Nella vicenda oggetto di causa, un pilota veniva licenziato da una compagnia aerea per aver svolto, durante il periodo di fruizione della CIG anticipata dal datore di lavoro, attività remunerata presso altra compagnia aerea, finalizzata all’acquisizione di una diversa licenza di volo, senza aver preventivamente comunicato detto impegno né al datore di lavoro, né all’Inps.
In primo grado ed in appello il licenziamento era stato dichiarato illegittimo perché il lavoratore, all’esito del periodo di addestramento remunerato, non era stato assunto dalla diversa compagnia aerea, di talchè non era insorto alcun rapporto di lavoro soggetto all’obbligo di tempestiva comunicazione.

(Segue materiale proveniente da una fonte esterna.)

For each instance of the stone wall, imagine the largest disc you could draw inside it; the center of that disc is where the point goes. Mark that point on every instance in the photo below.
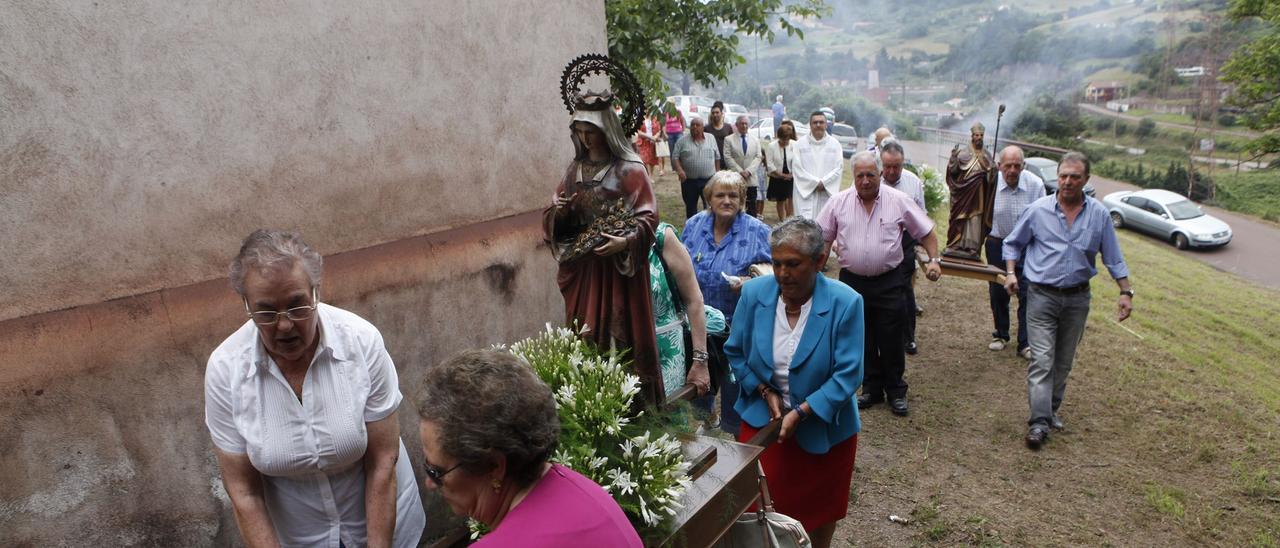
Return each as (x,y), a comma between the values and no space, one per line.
(412,142)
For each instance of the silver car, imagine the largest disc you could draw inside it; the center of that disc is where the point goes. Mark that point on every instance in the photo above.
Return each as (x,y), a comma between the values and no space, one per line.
(1047,170)
(1168,215)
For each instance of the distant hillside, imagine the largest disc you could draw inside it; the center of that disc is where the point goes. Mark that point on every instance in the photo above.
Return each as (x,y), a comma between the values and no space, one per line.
(970,41)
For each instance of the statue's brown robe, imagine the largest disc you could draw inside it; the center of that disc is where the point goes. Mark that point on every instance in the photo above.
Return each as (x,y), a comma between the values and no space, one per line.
(972,196)
(609,296)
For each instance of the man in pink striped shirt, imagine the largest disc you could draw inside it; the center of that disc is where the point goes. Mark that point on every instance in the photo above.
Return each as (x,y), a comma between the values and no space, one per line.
(865,224)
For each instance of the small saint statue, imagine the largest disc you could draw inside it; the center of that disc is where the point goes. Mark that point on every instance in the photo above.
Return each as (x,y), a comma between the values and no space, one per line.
(972,181)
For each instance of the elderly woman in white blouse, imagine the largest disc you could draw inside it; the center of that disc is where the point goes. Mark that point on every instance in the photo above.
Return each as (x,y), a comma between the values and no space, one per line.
(301,403)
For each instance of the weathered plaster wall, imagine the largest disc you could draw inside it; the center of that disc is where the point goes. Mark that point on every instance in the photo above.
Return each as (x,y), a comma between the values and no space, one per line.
(140,141)
(101,406)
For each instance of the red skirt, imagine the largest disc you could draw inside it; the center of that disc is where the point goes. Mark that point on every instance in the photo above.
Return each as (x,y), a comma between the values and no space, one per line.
(810,488)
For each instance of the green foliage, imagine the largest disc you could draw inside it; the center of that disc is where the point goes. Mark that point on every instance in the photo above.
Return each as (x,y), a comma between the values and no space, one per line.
(694,37)
(631,457)
(1255,69)
(1008,37)
(1252,192)
(1166,499)
(1174,177)
(935,188)
(1146,128)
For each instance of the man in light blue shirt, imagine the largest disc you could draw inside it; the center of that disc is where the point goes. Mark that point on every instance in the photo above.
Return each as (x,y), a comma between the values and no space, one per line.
(1059,238)
(1015,190)
(892,156)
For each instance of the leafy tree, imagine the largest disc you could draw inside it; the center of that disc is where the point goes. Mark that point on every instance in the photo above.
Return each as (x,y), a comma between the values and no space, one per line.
(1255,69)
(696,37)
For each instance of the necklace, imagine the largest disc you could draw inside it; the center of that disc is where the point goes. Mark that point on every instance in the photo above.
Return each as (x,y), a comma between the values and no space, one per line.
(595,164)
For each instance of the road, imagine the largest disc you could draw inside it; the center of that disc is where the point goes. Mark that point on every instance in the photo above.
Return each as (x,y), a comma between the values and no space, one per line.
(1100,110)
(1251,254)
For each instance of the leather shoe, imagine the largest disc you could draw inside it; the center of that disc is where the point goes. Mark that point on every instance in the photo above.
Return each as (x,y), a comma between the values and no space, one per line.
(1056,423)
(1036,437)
(899,406)
(867,401)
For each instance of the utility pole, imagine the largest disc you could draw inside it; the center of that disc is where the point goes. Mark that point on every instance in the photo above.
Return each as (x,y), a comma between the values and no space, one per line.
(1170,39)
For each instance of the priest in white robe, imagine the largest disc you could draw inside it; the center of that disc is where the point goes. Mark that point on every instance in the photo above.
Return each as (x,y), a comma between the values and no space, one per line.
(818,168)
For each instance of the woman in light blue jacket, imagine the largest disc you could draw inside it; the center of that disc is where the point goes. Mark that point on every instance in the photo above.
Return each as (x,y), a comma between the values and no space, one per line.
(796,350)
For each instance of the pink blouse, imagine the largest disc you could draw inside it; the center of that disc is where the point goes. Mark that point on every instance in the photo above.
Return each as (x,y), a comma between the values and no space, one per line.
(565,508)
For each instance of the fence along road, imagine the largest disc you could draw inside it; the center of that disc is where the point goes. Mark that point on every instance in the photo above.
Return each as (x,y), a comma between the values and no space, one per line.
(1251,254)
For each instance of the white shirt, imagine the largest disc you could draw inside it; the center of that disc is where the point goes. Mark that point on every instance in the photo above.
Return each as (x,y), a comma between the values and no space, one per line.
(310,453)
(817,161)
(912,186)
(785,342)
(1010,202)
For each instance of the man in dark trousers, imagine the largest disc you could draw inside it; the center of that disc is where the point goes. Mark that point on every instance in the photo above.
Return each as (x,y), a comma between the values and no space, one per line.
(865,224)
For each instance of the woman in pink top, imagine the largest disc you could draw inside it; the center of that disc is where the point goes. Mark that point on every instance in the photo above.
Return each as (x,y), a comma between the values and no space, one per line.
(488,427)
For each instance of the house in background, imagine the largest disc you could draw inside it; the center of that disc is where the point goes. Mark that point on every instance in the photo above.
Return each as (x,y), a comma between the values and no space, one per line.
(1104,91)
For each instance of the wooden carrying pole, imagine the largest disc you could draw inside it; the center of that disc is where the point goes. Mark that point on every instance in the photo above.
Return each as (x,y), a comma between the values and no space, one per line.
(964,268)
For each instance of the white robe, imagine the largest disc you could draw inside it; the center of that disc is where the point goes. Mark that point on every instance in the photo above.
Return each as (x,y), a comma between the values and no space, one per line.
(816,163)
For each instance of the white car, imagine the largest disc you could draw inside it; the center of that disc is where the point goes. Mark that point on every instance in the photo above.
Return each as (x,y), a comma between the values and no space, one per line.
(693,105)
(1169,217)
(732,110)
(1047,170)
(763,129)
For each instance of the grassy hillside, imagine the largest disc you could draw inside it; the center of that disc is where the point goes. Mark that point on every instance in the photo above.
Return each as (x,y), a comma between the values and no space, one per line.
(1170,437)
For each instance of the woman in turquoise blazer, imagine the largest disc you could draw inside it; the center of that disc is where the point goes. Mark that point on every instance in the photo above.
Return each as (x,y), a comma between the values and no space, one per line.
(796,350)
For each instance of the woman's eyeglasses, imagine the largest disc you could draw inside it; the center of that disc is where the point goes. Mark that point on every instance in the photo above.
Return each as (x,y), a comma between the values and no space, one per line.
(435,475)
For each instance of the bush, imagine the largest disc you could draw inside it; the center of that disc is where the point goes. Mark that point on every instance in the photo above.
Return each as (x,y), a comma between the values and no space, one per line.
(1146,128)
(935,188)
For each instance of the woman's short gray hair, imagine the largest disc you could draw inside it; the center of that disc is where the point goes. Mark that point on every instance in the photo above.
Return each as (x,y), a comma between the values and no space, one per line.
(726,178)
(865,156)
(798,233)
(489,402)
(272,251)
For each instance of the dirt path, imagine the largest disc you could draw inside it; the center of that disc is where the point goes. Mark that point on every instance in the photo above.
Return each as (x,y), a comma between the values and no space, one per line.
(958,469)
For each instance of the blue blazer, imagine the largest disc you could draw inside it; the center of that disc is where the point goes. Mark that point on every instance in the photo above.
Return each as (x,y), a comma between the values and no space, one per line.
(826,369)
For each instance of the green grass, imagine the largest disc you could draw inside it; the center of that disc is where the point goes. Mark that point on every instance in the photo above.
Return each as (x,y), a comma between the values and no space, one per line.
(1252,192)
(1221,325)
(1166,499)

La Corte di Cassazione ha cassato il *decisum* dei giudici di merito, rilevando che l’obbligo di comunicazione preventiva a carico del lavoratore collocato in CIG dev’essere inteso nel suo significato più ampio.

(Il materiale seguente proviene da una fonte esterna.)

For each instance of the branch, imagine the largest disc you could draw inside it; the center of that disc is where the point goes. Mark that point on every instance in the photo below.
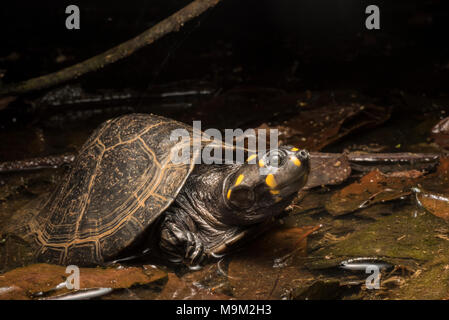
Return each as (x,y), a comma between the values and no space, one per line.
(170,24)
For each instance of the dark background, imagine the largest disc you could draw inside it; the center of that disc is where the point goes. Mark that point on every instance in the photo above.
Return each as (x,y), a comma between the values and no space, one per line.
(295,45)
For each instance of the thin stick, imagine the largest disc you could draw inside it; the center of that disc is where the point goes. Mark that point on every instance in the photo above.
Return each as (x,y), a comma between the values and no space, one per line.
(123,50)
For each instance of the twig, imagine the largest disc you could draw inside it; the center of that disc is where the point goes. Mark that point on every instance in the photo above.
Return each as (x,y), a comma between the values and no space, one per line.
(123,50)
(37,163)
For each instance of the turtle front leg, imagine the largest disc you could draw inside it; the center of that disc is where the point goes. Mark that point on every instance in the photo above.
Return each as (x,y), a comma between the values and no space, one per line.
(179,240)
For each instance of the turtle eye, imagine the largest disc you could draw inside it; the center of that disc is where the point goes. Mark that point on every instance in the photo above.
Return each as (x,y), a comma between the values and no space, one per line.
(275,158)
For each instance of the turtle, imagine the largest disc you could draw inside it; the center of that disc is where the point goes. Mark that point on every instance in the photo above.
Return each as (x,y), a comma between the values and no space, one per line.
(124,191)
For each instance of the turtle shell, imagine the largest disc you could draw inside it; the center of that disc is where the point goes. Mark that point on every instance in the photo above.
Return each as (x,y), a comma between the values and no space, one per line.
(120,182)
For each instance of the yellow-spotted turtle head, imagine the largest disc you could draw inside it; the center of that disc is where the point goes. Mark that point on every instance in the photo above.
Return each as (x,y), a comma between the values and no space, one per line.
(264,185)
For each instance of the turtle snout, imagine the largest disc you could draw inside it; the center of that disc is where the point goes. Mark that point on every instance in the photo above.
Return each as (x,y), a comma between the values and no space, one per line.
(302,154)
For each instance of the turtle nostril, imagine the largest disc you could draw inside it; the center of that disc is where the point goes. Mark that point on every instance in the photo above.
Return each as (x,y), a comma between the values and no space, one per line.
(303,154)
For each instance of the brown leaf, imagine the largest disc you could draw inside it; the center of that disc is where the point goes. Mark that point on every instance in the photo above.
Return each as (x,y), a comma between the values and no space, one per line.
(261,270)
(374,187)
(23,283)
(435,203)
(179,289)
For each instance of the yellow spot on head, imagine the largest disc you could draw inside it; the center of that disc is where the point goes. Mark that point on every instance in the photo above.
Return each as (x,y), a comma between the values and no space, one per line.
(239,180)
(296,161)
(269,180)
(251,157)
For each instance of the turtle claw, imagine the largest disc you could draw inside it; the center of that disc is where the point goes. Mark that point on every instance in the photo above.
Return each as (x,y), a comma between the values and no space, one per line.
(195,268)
(194,251)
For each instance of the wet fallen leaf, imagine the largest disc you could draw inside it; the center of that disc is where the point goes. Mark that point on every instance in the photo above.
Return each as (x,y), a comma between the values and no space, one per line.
(261,271)
(435,203)
(327,169)
(179,289)
(313,129)
(372,188)
(26,282)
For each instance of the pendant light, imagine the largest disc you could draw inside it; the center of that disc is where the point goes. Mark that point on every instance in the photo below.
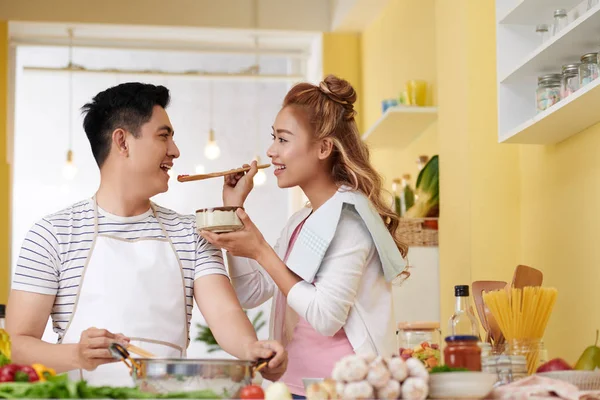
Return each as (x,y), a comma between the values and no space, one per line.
(211,150)
(69,169)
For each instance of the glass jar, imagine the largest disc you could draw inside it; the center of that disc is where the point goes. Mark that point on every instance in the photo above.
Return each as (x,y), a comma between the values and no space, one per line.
(543,32)
(420,340)
(533,350)
(548,91)
(569,83)
(560,21)
(588,69)
(508,368)
(463,352)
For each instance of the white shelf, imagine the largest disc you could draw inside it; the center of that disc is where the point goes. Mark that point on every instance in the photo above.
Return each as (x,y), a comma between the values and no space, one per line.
(399,126)
(533,12)
(579,37)
(564,119)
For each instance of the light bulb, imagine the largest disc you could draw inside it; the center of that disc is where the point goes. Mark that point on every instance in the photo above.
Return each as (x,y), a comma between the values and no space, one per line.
(260,178)
(212,151)
(69,169)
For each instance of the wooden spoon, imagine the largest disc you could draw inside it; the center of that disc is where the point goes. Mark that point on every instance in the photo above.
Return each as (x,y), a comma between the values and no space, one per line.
(189,178)
(478,288)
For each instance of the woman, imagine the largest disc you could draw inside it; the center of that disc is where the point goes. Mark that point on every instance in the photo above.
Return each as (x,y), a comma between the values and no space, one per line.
(330,271)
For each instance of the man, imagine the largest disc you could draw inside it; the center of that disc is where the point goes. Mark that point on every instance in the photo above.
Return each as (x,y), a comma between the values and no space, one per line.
(117,267)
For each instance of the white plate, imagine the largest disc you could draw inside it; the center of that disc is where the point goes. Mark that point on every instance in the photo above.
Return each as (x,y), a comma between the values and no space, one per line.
(463,385)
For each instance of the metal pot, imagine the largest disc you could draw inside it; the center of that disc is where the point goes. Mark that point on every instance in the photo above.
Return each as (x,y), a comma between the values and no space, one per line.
(170,375)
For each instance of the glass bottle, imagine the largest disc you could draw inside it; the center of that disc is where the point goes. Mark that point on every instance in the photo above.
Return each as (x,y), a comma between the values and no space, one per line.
(570,80)
(397,201)
(588,69)
(560,21)
(463,321)
(543,32)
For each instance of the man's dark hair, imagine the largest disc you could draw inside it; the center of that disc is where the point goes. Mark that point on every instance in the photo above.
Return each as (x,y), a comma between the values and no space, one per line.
(127,106)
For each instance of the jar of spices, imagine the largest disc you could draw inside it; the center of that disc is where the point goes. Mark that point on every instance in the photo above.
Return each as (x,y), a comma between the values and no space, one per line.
(588,69)
(508,368)
(463,352)
(570,80)
(560,21)
(420,340)
(548,91)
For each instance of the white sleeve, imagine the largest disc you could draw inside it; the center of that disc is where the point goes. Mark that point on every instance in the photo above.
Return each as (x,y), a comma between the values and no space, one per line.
(327,303)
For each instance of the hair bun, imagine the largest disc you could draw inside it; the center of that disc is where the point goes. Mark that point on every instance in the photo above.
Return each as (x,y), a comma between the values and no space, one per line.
(338,89)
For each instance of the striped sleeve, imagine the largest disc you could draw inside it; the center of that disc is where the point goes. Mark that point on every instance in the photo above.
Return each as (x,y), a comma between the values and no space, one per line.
(209,259)
(37,268)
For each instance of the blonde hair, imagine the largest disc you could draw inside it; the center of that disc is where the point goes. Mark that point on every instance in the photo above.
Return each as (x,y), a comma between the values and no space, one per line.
(329,108)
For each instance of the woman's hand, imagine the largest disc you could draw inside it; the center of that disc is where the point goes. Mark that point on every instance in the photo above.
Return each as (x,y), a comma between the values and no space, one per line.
(237,187)
(247,242)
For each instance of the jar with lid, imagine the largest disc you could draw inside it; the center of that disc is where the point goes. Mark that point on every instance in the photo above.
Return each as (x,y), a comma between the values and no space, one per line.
(420,340)
(560,21)
(463,352)
(569,83)
(543,32)
(508,368)
(548,91)
(588,69)
(533,350)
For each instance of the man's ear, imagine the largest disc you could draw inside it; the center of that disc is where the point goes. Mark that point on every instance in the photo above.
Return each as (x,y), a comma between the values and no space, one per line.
(325,148)
(119,139)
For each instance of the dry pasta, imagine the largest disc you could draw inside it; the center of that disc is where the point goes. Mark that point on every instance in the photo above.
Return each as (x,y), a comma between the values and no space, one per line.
(522,315)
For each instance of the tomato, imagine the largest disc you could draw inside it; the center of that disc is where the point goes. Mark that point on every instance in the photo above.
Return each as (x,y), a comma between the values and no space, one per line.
(252,392)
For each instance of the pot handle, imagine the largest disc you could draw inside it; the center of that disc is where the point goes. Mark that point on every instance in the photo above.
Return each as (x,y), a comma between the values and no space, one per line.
(120,353)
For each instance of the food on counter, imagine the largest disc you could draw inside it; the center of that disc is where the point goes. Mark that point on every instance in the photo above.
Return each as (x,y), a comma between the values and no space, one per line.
(590,358)
(278,391)
(218,219)
(445,368)
(60,387)
(429,354)
(252,392)
(522,315)
(324,390)
(414,389)
(556,364)
(381,378)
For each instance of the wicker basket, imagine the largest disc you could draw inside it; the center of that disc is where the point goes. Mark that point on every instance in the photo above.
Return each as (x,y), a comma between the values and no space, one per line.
(584,380)
(419,232)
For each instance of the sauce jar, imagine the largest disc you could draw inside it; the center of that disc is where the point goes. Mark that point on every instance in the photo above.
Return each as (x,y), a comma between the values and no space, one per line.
(463,352)
(420,340)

In particolare, premesso che, in base alla previsione di legge, il lavoratore che svolga attività di lavoro autonomo o subordinato durante il periodo di integrazione salariale non ha diritto al trattamento per le giornate di lavoro effettuate e decade dal beneficio nel caso in cui non abbia preventivamente comunicato all’Inps lo svolgimento di detta attività, la Corte ha ribadito che, attesa la *ratio* del divieto di cumulo e la giustificazione sociale dell’intervento previdenziale, l’obbligo di comunicazione preventiva sussiste, a carico del lavoratore, anche se la nuova occupazione dia luogo ad un reddito compatibile con il godimento del trattamento di integrazione salariale e riguarda qualunque attività potenzialmente remunerativa, a prescindere dall’effettivo conseguimento di un reddito in concreto o dalla notizia che l’Inps ne abbia avuto *aliunde*.
In particolare, secondo la Corte, l’ambito delle attività soggette all’obbligo di comunicazione preventiva va riferito estensivamente all’insieme di condotte umane caratterizzate dall’utilizzo di cognizioni tecniche (anche se del genere più vario e della più diversa complessità), che siano oggettivamente idonee a produrre un reddito, a prescindere dalla forma negoziale nella quale esse siano svolte.
Il Giudice del rinvio dovrà ora stabilire se, nella specie, alla luce di principi sopra richiamati, l’omessa comunicazione da parte del lavoratore integri la condotta illecita oggetto di addebito disciplinare ed altresì valutare la proporzionalità fra la sanzione del licenziamento e il comportamento contestato.